The large number of dental schools as well the inclusion of dental students from various dental schools are major strengths of the study. There are some limitations, however. The cross-sectional design suggests association but cannot support causality. Future longitudinal studies are needed to follow reported intention to deliver TCC over time and ascertain whether it would be associated with delivery of TCC. Some dental schools had lower response rate than others which may be attributed to the lack of onsite coordinators or their inability to collect adequate responses. The overall response rate was also low and may have introduced some selection bias affecting the representativeness of the study for Indonesian dental students. However, this low rate was previously reported for electronic surveys [48]. In addition, volunteer bias cannot be ruled out. It may suggest possible overestimation of intention to deliver TCC and underestimation of the percentage of students who were current smokers. For example, the percentage of current smokers in the present study was much lower than that of the general adult population in Indonesia recorded at 34.8% [7] which may be partly attributed to the greater awareness of dental students than the general population and partly to under reporting.

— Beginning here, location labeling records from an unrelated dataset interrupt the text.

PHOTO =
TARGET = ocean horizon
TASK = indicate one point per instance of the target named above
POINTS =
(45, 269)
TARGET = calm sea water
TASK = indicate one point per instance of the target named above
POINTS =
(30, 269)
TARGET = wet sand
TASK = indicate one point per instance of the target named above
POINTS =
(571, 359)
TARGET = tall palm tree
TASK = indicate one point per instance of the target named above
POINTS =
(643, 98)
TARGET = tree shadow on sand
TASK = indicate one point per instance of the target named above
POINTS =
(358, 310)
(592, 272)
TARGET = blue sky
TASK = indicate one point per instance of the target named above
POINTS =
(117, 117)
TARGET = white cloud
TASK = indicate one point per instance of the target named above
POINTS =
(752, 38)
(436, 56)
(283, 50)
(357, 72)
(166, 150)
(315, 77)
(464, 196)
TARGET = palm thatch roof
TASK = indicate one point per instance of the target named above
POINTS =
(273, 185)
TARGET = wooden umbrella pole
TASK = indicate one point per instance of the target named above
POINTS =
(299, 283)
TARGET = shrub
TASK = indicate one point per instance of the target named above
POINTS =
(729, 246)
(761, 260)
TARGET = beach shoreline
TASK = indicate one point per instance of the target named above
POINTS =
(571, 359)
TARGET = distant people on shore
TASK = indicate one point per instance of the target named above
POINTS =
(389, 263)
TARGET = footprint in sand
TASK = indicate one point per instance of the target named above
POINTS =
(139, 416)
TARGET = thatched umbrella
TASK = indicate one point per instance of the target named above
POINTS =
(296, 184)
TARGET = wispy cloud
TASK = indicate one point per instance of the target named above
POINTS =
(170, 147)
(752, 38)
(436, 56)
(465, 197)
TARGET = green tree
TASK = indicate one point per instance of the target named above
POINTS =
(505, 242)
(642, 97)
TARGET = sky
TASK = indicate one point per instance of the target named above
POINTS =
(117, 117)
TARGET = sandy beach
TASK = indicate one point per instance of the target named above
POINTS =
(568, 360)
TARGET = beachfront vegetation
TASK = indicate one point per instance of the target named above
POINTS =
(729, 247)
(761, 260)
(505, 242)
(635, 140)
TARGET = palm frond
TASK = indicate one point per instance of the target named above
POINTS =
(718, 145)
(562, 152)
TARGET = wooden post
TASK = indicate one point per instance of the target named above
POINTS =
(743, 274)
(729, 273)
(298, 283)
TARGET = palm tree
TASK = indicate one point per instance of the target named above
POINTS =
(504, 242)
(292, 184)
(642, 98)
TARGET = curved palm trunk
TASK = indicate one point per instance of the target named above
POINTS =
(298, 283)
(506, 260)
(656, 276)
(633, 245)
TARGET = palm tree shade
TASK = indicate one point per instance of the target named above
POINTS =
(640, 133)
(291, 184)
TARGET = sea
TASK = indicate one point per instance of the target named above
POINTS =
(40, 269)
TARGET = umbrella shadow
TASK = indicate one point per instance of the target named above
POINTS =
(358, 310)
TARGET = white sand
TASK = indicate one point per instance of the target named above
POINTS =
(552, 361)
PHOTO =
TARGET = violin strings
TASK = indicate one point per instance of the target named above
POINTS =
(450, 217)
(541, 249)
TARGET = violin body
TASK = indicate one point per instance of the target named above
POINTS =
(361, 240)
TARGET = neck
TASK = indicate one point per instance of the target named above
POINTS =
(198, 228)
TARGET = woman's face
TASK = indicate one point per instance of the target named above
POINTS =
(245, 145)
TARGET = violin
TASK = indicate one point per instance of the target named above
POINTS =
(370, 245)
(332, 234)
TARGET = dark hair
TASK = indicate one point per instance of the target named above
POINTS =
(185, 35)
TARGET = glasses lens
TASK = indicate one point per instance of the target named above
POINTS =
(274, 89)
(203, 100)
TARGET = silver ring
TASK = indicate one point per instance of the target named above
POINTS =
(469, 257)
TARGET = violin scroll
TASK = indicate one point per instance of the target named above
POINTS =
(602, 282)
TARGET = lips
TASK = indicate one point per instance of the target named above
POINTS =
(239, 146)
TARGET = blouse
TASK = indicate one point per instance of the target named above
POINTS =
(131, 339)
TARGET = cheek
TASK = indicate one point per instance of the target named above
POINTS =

According to the clinical practice guideline for treating tobacco use and dependence, clinicians are responsible for providing repeated interventions, documenting tobacco use status and providing brief cessation counselling [16]. It was reported that 70% of smokers see a physician, and almost one third see a dentist [16]. Therefor it is important for dental students to learn and implement evidence-based guidelines, which provides recommendations for clinical approaches in different settings. Training of dental students on tobacco cessation in dental schools is indispensable. Academic institutions play a vital role in tobacco control strategies through tobacco dependence intervention education. Dental schools are recommended to incorporate tobacco prevention and cessation intervention education into their curricula. Students can implement brief tobacco cessation counseling and can affect healthier patient outcomes [39]. As future licensed professionals, graduates will have knowledge, abilities and confidence to offer their patients brief TCC tailored to their specific health concerns and address an identified global health priority.

Conclusions

Indonesian dental students’ intention to provide TCC can be explained by the constructs of the TPB. The findings have implications for dental students’ training which should aim at fostering positive attitude and developing confidence in their abilities to provide TCC. In addition to the traditional focus on increasing students’ knowledge, educational programs should also aim to promote soft learning outcomes. Furthermore, dental students who are current smokers seem to have minimal intention of helping others quit smoking. Thus, TCC for dental students themselves seems to be a priority before these students can help their patients.